Жизнь смыслом наделить желает он,
Не веря в то, что он на свет родится,
Природою на гибель осужден.
– Вам трудно читать, - встревожился Чуковский.
– Дайте-ка, дайте сюда вашу тетрадку! Кто вы? Валя? А фамилия?
– Тетрадка уплывает в высоту, к глазам Корнея Ивановича, и оттуда гремит со вкусом произнесенное, новое для него и для меня самого литературное имя: - Ва-лен-тин Бе-ре-стов!
– Там помарки, - шепчу я.
– Посмотрим, посмотрим, какие у Берестова помарки!
– возглашает Чуковский.
Перелистав книжечку, он и вправду обращает внимание на исправленные или зачеркнутые строфы и совсем добреет, помарки ему нравятся: значит, перед ним не совсем уж графоман (те дрожат за каждое свое слово).
И вот тот же голос, какой только что читал сказку, во всеуслышание трубит:
О гордый и смелый славян властелин,
Племен кочевых разоритель!
Куда во главе своих верных дружин
Направил ты путь, победитель?
То, гибельный жребий касогам избрав,
Не скачет - летит беспощадный Мстислав.
– "Песнь о вещем Олеге"!
– радуется Чуковский.
Смиренно киваю. Да. Бессовестное подражание пушкинской балладе. Но мне так хотелось попробовать...
– Он выдержал форму!
– торжествуя, сообщает Чуковский неизвестно кому.
– Он это умеет!
Роскошная картина богатырского поединка его почему-то не увлекает, баллада остается недочитанной.
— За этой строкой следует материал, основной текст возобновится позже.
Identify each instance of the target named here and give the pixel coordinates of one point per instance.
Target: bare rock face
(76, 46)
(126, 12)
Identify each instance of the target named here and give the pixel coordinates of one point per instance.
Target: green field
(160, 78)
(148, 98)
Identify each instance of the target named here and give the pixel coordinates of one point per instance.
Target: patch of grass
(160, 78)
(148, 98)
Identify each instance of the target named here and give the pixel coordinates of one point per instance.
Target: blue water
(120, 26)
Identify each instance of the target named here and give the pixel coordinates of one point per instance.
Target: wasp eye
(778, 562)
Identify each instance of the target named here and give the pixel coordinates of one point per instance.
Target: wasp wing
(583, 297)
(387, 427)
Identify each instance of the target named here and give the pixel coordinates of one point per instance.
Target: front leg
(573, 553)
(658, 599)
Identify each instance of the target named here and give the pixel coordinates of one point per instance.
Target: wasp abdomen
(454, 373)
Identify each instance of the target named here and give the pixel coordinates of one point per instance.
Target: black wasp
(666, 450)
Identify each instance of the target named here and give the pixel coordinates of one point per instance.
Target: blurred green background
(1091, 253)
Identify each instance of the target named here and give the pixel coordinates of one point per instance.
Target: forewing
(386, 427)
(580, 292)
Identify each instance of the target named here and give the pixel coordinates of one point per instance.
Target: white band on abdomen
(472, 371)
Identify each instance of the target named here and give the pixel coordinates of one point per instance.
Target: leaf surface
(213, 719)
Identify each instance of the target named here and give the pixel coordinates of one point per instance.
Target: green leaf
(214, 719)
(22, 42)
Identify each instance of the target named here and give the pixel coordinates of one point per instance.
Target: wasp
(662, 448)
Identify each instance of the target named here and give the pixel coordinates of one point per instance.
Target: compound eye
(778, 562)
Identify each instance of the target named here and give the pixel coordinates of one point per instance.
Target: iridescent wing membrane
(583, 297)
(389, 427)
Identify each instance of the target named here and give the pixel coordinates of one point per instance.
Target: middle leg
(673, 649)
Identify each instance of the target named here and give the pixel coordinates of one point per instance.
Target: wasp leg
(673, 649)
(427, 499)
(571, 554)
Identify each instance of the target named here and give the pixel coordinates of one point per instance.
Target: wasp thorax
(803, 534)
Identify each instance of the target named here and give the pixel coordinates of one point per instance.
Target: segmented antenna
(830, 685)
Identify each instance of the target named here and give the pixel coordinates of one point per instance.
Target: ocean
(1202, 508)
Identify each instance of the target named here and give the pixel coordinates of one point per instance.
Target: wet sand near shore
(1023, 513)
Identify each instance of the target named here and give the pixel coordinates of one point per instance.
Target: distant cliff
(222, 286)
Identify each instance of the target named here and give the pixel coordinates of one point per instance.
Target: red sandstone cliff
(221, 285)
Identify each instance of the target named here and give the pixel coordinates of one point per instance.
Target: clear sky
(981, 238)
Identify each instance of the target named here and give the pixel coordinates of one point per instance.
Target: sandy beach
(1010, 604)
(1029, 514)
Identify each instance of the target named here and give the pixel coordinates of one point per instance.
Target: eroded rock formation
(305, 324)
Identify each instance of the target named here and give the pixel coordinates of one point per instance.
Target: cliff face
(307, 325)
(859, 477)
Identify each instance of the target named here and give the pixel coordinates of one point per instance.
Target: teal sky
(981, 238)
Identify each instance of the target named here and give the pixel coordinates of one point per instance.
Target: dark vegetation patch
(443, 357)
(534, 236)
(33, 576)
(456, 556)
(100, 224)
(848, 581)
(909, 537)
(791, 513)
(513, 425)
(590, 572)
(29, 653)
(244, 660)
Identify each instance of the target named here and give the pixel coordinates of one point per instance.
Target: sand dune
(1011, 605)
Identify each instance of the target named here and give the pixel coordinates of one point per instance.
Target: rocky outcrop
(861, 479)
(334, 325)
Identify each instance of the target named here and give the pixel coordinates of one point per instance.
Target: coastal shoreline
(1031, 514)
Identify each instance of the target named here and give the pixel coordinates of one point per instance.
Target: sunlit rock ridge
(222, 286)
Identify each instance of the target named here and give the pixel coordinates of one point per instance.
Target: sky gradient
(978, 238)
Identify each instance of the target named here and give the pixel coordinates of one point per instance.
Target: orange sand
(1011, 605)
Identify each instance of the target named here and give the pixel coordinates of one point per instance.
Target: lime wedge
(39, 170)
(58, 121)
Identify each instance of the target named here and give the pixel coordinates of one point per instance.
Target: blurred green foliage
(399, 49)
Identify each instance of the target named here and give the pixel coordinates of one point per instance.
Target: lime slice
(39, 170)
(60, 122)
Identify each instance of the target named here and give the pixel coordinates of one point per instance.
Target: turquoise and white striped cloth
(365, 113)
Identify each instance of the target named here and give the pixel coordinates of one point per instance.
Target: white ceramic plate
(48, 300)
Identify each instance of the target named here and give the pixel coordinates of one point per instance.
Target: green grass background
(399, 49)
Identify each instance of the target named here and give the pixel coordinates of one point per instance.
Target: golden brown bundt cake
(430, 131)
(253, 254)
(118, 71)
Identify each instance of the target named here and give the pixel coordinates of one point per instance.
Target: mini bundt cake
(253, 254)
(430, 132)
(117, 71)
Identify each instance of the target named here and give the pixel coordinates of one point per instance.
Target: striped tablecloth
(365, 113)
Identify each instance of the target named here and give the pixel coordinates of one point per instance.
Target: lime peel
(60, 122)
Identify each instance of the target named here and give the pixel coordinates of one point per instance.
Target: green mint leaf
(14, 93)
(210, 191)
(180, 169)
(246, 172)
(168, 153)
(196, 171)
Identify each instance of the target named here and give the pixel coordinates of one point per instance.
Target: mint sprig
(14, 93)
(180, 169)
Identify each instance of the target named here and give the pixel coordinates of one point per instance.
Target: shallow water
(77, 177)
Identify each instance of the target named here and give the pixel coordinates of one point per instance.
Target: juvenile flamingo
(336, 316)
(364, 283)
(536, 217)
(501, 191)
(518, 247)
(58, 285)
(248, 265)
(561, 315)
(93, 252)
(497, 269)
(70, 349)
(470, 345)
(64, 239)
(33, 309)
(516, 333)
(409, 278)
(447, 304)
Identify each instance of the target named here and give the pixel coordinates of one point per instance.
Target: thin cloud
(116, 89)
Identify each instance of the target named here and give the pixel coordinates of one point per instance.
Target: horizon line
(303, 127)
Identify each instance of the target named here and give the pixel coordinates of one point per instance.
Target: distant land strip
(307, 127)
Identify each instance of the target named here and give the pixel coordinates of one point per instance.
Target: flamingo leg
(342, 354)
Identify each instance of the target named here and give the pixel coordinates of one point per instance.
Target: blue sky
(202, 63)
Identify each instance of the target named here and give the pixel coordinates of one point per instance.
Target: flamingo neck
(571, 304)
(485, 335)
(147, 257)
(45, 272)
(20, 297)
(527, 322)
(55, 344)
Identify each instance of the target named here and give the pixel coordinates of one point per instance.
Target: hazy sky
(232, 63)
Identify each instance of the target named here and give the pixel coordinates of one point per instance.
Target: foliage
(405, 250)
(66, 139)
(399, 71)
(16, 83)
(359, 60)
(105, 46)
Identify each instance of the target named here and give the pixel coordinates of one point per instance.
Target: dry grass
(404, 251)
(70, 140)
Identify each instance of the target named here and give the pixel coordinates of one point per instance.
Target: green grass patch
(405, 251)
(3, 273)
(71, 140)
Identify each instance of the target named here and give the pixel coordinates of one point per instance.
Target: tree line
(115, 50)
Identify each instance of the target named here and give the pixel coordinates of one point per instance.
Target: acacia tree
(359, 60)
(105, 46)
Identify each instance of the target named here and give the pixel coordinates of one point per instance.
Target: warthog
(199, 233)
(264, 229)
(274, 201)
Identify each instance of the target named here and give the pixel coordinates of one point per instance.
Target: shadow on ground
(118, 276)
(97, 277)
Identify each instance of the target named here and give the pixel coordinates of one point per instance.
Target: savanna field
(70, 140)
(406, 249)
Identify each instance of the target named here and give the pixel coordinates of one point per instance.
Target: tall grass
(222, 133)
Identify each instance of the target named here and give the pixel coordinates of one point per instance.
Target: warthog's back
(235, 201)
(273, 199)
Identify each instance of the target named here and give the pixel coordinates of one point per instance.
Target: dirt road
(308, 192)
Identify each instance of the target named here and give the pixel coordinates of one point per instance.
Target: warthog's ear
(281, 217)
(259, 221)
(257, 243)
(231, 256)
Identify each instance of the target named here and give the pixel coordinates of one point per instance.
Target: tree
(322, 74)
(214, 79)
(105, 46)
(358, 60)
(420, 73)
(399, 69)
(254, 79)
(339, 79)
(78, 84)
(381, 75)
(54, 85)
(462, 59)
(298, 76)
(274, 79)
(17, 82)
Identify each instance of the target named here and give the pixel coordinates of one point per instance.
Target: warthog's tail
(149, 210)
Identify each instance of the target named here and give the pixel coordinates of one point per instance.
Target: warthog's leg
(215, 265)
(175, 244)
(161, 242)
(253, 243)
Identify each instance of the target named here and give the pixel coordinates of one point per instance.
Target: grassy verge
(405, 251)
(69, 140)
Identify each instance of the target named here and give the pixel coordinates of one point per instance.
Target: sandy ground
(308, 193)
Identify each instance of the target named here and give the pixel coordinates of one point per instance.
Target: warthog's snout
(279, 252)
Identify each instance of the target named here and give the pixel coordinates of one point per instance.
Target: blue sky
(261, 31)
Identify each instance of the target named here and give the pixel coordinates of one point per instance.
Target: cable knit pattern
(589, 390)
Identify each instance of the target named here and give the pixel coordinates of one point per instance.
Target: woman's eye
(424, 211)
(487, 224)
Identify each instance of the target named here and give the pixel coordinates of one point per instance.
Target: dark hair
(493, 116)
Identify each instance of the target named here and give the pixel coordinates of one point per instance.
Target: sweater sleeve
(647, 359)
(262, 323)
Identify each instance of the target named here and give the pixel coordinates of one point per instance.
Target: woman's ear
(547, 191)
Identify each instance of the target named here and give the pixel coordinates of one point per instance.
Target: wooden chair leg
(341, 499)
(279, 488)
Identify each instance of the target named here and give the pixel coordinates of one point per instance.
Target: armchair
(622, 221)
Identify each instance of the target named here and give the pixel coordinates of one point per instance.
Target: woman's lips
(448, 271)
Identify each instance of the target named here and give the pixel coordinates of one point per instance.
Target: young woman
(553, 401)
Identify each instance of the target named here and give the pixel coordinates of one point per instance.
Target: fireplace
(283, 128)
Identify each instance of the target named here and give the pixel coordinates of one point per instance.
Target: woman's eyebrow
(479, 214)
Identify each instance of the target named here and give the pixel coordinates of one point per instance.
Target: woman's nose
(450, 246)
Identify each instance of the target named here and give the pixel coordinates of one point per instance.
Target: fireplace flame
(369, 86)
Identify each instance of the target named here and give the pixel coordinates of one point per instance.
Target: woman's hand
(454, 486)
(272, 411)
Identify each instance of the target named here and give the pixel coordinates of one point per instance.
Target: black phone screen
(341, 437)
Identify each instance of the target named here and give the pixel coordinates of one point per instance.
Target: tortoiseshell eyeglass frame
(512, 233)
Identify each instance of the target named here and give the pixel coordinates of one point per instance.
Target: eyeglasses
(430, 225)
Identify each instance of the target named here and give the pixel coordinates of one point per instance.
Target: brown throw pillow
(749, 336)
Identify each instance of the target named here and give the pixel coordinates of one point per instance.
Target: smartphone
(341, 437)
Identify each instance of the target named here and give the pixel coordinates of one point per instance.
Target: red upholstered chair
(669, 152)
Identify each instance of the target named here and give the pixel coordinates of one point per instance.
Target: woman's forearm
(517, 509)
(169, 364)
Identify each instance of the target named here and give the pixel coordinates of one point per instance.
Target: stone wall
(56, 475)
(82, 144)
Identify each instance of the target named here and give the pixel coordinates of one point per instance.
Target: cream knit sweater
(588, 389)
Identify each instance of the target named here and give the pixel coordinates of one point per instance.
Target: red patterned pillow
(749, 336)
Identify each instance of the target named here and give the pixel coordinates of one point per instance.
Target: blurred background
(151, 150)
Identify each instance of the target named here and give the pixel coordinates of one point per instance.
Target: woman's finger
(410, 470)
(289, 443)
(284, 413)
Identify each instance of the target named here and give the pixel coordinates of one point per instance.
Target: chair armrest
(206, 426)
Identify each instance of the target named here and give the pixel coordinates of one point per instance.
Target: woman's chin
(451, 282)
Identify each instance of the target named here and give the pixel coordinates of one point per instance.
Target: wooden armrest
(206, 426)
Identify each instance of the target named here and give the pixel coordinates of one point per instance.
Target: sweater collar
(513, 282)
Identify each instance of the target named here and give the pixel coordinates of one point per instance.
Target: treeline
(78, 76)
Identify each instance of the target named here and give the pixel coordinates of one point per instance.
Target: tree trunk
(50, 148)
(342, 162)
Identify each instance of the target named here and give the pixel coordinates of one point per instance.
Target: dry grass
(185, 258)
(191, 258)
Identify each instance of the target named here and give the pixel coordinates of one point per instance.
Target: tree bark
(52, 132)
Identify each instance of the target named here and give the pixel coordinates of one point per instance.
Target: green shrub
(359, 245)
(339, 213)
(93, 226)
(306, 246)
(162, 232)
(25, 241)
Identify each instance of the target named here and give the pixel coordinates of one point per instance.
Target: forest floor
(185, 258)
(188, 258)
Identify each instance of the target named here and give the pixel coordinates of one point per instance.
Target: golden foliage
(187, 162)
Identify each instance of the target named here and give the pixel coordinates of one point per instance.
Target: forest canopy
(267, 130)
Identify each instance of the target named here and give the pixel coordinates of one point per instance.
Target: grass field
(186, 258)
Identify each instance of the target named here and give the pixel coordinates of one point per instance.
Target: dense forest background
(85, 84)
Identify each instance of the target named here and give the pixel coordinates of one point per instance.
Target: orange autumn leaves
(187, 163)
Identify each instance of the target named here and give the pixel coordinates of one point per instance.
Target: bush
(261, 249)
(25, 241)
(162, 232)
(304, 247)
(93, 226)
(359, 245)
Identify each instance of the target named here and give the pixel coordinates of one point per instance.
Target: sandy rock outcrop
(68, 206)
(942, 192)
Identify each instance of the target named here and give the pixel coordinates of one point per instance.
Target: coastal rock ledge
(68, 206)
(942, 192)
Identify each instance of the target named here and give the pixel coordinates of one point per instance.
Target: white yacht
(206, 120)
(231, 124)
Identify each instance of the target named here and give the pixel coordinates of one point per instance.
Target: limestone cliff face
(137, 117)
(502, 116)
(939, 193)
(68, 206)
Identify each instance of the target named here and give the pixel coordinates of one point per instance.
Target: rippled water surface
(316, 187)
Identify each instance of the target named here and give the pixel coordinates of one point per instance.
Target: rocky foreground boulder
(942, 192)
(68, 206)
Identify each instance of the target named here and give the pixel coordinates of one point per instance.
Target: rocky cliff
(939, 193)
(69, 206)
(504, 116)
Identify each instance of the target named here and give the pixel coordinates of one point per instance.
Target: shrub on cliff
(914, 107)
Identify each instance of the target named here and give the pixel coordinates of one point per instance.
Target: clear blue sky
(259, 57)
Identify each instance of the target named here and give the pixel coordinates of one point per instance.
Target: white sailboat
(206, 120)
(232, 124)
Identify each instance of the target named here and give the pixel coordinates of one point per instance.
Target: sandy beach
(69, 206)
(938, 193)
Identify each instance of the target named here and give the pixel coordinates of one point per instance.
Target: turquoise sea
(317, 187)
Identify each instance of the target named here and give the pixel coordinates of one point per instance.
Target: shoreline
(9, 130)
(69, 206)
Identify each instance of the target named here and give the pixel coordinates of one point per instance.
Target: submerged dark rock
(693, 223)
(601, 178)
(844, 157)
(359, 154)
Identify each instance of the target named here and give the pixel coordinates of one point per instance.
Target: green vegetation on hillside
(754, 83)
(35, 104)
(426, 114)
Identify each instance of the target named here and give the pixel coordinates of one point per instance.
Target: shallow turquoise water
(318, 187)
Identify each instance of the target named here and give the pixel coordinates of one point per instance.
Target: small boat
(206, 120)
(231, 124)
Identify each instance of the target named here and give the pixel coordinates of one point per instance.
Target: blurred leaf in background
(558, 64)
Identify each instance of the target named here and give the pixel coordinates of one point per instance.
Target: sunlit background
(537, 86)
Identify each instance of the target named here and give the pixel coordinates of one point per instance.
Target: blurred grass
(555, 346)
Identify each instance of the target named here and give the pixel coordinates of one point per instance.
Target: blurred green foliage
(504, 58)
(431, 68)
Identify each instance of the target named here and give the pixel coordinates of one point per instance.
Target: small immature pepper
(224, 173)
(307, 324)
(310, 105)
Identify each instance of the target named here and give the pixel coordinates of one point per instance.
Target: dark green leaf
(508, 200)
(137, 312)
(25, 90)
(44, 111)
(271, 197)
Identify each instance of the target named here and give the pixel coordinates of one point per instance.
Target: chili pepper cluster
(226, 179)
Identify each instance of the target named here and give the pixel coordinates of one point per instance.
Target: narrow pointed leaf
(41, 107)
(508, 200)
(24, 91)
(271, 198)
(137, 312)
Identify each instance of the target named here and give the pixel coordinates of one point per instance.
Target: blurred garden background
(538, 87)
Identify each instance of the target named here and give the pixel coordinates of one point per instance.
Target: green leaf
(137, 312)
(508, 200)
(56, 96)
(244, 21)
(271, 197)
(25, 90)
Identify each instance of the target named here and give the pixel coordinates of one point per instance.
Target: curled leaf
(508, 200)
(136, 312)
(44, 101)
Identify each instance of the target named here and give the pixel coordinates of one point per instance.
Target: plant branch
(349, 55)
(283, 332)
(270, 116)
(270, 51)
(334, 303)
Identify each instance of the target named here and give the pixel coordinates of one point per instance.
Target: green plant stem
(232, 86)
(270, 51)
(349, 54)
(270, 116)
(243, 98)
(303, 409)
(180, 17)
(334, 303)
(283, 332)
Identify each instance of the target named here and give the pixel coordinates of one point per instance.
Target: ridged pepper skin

Корней Иванович уже без игры оглядывает меня с ног до головы.
– Вы плохо выглядите! Как ваше здоровье? Как вы питаетесь?
– осторожно спрашивает он.
Что-то бормочу насчет вкусной узбекской лепешки, которую нам в старом городе выдают по карточкам вместо хлеба.
Чуковский обнимает меня той рукой, в которой цветы. В другой он держит мою книжечку. Выходим на улицу. Красные цветы лежат на моем плече.
И уже против похожего на розовую мечеть кинотеатра "Хива" он начинает встречать знакомых. Вот, прихрамывая, идет худощавый человек с бледным лицом.
– Ташкентский поэт Владимир Липко!
– на весь перекресток объявляет Чуковский.
– Сейчас наш дорогой Липко прочитает нам с Берестовым стихи про Виктора Гюго. Мне почему-то кажется, что Берестов любит автора "Отверженных".
Стоя на перекрестке в тени дерева, Липко отрешенно читает:
Один вскричал: - Прощай, Валерия!
– О, родина!
– шепнул другой.
О, сколько детских слез поверил я
Тебе, тебе, Виктор Гюго!
– Молодец!
– одобряет Корней Иванович.
– Все слова на месте. Если б один шепнул, а другой вскричал, вышла бы фальшь. Прочтите нам эти стихи еще раз!
Потом, за много лет общения с Чуковским, я убедился: его похвала - это не все. Возможно, он лишь поощряет вас или не хочет обидеть. Но если он просит снова и снова читать ту же вещь, значит, стихи нравятся.
Липко не успевает прочесть второй раз. Улицу по диагонали пересекает невысокий седой человек в голубой рубахе.
– Лежнев!
– восклицает Чуковский.
– Автор "Правды о Гитлере"!
Я читал эту книгу и даже делал из нее выписки.
– Берестов читал ваш замечательный антифашистский памфлет!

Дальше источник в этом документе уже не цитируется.